The common denominator in engine programmes is that all short take-off and vertical landing (STOVL) variants, be they F135- or F136-powered, will use the R-R shaft-driven lift-fan system. Developed at R-R's Indianapolis site where special fan and gear system test rigs have been built, the lift system is married to the roll posts, offtakes and three-bearing swivel duct developed and produced by R-R in the UK.

P&W's F135 began runs at its West Palm Beach, Florida test complex in October and reached military-power thrust levels ahead of schedule. The engine, designated FX631-1, is the first of seven conventional take-off and landing (CTOL), carrier variant (CV) and STOVL F135 development engines to be introduced into the tests next year.

FX631 will be used to assess CTOL sea-level performance and operability, as well as to map out fan characteristics and for afterburner development. The second engine, FX633-1, will join the effort by December, with the third engine, FX632-1 due the following month.

P&W has designated the CTOL engine as the F135-100, the CV as the -400 and the STOVL the -600. The first test engine series, led by FX631, is representative of the -100 and -400 standard engines, while the requirements of the F135-600 STOVL engine will be met with tests of a series beginning on or before April 2004 with engine FX641-1.

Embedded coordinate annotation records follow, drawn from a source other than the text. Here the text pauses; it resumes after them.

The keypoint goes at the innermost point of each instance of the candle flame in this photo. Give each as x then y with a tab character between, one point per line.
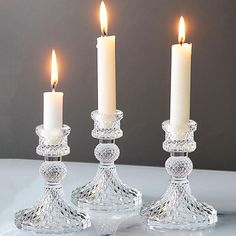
103	18
54	73
181	37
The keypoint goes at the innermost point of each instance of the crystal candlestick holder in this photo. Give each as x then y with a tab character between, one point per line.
51	214
178	208
106	191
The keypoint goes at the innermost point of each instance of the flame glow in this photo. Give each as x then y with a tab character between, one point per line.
103	18
181	37
54	72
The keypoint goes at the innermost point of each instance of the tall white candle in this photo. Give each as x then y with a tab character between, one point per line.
53	102
180	83
106	67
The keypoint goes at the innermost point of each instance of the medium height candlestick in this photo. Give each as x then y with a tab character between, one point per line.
106	67
180	82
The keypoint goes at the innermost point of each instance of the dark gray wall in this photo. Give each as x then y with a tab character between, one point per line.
145	31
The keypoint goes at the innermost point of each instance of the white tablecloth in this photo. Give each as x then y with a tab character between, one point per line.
21	186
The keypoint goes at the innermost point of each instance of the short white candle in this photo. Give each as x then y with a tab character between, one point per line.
180	83
106	67
53	102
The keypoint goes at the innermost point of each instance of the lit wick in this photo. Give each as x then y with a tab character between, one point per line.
181	36
54	73
103	19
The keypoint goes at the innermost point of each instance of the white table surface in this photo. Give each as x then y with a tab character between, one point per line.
21	186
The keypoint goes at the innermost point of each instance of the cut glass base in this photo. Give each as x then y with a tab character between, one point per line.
52	215
178	209
106	192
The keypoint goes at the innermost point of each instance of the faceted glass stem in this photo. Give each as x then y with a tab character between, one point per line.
52	214
178	208
106	192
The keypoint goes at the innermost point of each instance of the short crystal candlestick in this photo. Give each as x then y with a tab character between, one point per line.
106	191
51	214
178	208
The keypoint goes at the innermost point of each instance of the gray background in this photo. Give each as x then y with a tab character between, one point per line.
145	31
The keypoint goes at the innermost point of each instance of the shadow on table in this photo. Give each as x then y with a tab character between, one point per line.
130	223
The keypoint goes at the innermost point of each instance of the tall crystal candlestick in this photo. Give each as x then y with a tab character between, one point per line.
178	208
52	214
106	191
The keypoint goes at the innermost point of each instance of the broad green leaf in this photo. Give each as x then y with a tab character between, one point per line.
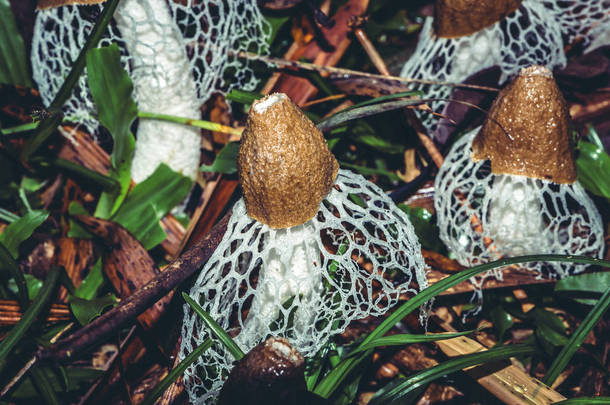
87	310
370	170
78	378
91	285
276	24
48	125
593	284
111	89
76	230
144	227
163	189
176	372
577	338
226	160
31	184
217	331
6	215
21	229
43	386
425	227
33	285
593	167
15	335
335	377
401	390
13	65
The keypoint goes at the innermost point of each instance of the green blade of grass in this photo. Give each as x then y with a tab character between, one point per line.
361	112
176	372
8	216
65	91
333	379
577	338
226	340
105	182
28	318
398	391
378	100
8	263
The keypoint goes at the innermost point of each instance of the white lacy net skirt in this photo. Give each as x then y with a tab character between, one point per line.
305	283
532	35
485	217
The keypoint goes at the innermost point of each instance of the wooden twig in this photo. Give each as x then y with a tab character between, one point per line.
510	384
311	67
126	312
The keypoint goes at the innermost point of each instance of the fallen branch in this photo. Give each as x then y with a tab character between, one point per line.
346	73
126	312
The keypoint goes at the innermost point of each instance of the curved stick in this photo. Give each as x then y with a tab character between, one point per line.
126	312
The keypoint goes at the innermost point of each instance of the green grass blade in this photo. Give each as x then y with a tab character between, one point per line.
407	338
396	391
585	401
28	318
43	386
20	230
577	338
332	381
361	112
8	263
105	182
176	372
378	100
66	88
231	346
8	216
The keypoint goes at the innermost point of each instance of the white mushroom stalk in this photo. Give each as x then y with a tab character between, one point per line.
496	197
176	54
302	277
511	34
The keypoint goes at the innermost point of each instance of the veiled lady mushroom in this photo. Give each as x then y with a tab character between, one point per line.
509	188
308	249
176	53
467	36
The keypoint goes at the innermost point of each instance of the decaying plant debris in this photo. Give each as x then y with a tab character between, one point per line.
98	253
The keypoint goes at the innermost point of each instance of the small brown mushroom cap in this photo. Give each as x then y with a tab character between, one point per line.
532	111
457	18
273	372
284	164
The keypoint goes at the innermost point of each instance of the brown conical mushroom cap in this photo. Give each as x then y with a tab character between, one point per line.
533	112
284	164
456	18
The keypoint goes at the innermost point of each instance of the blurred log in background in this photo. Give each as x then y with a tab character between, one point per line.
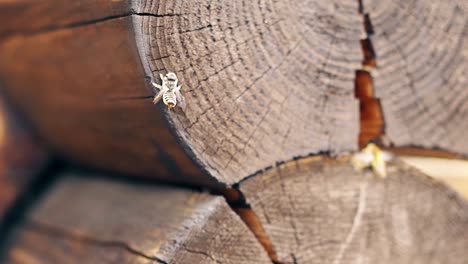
279	95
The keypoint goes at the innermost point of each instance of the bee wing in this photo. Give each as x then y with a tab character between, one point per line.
361	160
379	167
158	96
181	100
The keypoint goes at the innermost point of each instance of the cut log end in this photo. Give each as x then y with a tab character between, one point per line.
322	211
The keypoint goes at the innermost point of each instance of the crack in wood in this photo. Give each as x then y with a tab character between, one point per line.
236	200
372	123
51	28
357	220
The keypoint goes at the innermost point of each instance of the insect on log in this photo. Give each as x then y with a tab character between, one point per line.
318	210
263	82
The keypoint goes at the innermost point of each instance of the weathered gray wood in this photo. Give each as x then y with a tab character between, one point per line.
421	71
317	210
79	86
86	220
264	81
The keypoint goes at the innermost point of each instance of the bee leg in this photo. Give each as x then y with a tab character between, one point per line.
156	85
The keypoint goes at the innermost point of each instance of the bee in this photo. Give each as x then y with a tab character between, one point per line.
372	157
169	91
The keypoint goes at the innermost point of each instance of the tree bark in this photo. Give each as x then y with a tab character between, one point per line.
89	220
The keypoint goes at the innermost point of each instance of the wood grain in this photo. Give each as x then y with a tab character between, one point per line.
22	156
264	81
317	210
79	86
111	222
421	74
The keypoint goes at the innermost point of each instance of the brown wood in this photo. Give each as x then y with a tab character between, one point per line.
76	84
21	157
263	82
421	73
317	210
88	220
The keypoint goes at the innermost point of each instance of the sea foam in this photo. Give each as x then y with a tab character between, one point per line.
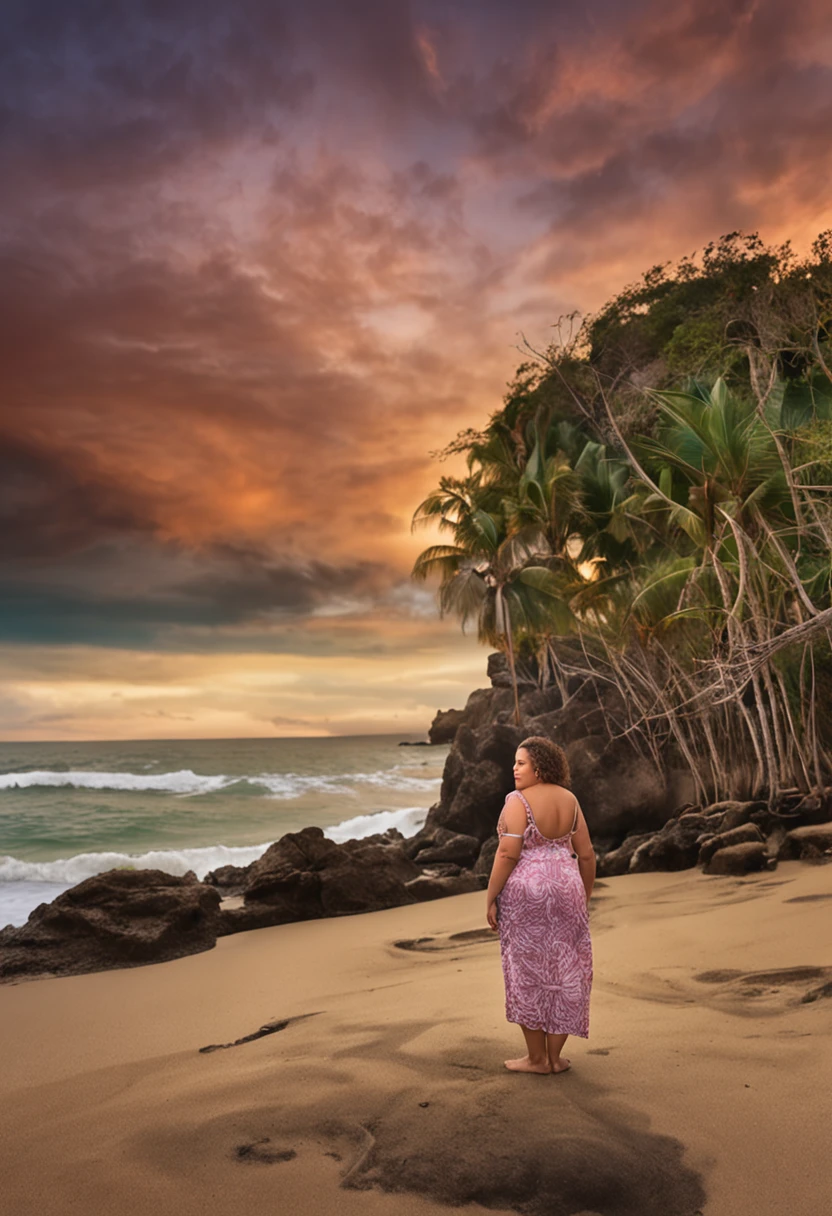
189	783
24	884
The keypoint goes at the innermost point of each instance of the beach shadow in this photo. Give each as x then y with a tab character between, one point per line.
410	1121
447	941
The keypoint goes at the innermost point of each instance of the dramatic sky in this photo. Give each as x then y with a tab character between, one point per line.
259	258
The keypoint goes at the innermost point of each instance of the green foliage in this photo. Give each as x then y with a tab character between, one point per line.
659	485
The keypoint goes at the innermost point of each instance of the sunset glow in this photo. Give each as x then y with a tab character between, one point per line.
259	260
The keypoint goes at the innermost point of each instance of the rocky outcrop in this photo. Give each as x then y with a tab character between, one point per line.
741	859
747	833
445	725
434	887
445	846
808	843
675	846
619	789
121	918
304	876
228	879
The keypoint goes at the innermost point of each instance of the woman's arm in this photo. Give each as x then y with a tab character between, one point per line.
583	846
509	850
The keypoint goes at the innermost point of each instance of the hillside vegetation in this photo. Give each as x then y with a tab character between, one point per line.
651	510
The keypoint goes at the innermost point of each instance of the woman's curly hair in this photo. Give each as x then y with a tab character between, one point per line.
547	760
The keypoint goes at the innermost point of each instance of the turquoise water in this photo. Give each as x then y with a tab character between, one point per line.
71	810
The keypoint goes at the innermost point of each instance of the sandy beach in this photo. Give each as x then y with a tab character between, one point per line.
703	1087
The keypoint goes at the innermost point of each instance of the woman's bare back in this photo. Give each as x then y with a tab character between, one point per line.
554	809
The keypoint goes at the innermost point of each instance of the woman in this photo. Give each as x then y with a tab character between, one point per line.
538	896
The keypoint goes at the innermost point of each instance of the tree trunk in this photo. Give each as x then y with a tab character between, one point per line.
504	619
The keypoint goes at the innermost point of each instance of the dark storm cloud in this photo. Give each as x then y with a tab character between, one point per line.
134	597
258	259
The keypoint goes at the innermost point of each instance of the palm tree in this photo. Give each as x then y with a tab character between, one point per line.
487	573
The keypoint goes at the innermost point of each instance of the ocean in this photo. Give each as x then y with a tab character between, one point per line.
72	810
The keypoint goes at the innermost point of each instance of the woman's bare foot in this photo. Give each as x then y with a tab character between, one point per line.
526	1065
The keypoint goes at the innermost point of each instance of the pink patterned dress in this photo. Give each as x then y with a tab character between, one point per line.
544	934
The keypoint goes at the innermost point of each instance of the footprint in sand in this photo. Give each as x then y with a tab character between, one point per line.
447	941
270	1028
260	1153
775	989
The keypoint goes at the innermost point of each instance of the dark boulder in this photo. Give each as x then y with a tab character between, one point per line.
432	887
500	675
809	843
229	879
741	859
445	725
732	814
485	859
304	876
449	846
617	861
121	918
676	846
477	801
747	833
619	789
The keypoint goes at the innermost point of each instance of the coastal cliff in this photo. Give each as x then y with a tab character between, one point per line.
641	818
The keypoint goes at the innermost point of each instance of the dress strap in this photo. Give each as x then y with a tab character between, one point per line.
529	816
515	836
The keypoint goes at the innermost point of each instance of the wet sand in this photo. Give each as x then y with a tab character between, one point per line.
381	1090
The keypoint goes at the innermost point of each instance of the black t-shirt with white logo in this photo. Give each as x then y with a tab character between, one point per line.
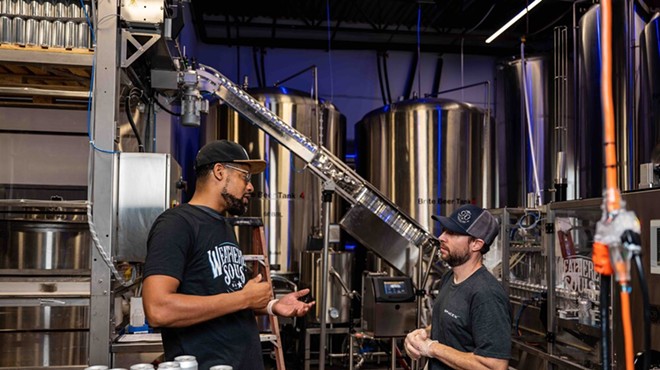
198	247
472	316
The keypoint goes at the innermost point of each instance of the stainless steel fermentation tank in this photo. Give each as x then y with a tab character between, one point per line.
516	167
339	284
429	156
649	102
287	196
44	284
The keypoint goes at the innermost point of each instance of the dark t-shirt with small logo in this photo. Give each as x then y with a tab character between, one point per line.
472	316
198	247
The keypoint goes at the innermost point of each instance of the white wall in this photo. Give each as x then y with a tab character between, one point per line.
349	79
52	159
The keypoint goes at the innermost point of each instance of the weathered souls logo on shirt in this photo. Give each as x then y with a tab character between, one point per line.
455	316
226	261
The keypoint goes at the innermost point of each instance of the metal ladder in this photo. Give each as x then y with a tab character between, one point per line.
259	254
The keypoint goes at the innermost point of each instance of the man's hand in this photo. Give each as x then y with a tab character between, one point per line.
416	344
290	305
256	293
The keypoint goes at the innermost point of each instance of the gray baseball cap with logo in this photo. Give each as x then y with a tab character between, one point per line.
471	220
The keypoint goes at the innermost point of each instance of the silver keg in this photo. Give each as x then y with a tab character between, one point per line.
61	9
6	7
19	31
45	27
70	34
20	8
47	8
35	9
75	11
6	30
32	32
57	34
187	362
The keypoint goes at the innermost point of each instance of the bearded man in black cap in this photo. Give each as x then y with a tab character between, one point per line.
196	287
471	322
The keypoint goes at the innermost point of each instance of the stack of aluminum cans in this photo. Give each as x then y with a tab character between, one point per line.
46	23
180	362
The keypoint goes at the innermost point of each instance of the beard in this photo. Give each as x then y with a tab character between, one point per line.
456	258
235	206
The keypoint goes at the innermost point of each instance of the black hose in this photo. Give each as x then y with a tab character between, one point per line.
410	80
127	108
605	282
165	109
255	61
380	79
647	313
263	66
386	76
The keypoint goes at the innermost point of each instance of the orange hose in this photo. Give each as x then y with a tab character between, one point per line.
600	255
625	317
612	194
627	330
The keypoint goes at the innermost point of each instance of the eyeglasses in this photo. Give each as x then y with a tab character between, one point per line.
247	175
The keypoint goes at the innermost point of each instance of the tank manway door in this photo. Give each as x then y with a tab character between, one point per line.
386	297
371	209
379	237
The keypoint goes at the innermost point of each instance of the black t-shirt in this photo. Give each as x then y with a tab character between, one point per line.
472	316
198	247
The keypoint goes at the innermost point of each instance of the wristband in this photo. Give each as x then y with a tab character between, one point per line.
428	347
269	308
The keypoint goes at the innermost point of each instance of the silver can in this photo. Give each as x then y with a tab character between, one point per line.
57	34
142	367
83	36
61	9
187	362
6	7
47	8
70	34
6	30
19	31
20	8
75	10
169	365
35	8
32	32
45	27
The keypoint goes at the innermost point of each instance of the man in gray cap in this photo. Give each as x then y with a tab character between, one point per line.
471	323
196	287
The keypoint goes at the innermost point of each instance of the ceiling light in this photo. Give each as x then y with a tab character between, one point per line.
512	21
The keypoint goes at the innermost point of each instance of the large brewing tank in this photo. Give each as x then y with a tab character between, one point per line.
339	284
590	154
429	156
516	166
287	196
649	101
44	284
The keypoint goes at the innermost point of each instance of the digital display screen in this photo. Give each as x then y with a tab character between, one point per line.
394	287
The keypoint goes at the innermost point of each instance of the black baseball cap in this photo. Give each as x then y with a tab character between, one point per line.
225	151
471	220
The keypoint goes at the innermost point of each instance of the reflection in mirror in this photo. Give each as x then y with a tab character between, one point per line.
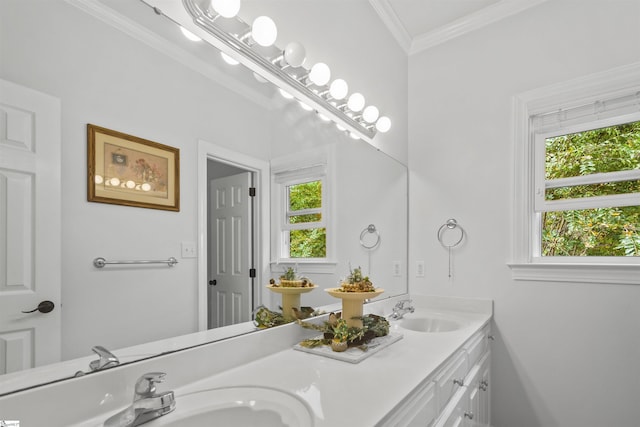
120	66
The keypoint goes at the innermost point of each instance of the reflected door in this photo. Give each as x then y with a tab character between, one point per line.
229	265
30	224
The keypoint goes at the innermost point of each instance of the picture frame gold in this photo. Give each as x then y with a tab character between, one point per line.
131	171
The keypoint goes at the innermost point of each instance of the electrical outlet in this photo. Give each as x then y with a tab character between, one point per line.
189	250
419	268
397	267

STOVL tests are expected to be more complex and critical to the overall programme than tests of the CTOL/CV version. Tests of the first STOVL engine will focus on control-system logic development and special afterburner operation.

Accelerated tests

A second STOVL test engine, FX642-1, is expected to join the effort by June 2004, followed by engines 643-1 and 640-1 in August and October 2004, respectively. The third engine will focus on accelerated mission tests, while the fourth will face integrated systems tests and STOVL sea-level performance and operability work.

The test programme is starting despite three open items hanging over from the propulsion critical design review last May relating to vulnerability, radar cross-section and thermal management. But according to P&W F135 programme director Bill Gostic: "These are really system-wide requirements, so we got the agreement of Lockheed Martin and the JPO to clear the engine configuration for the start of ground tests."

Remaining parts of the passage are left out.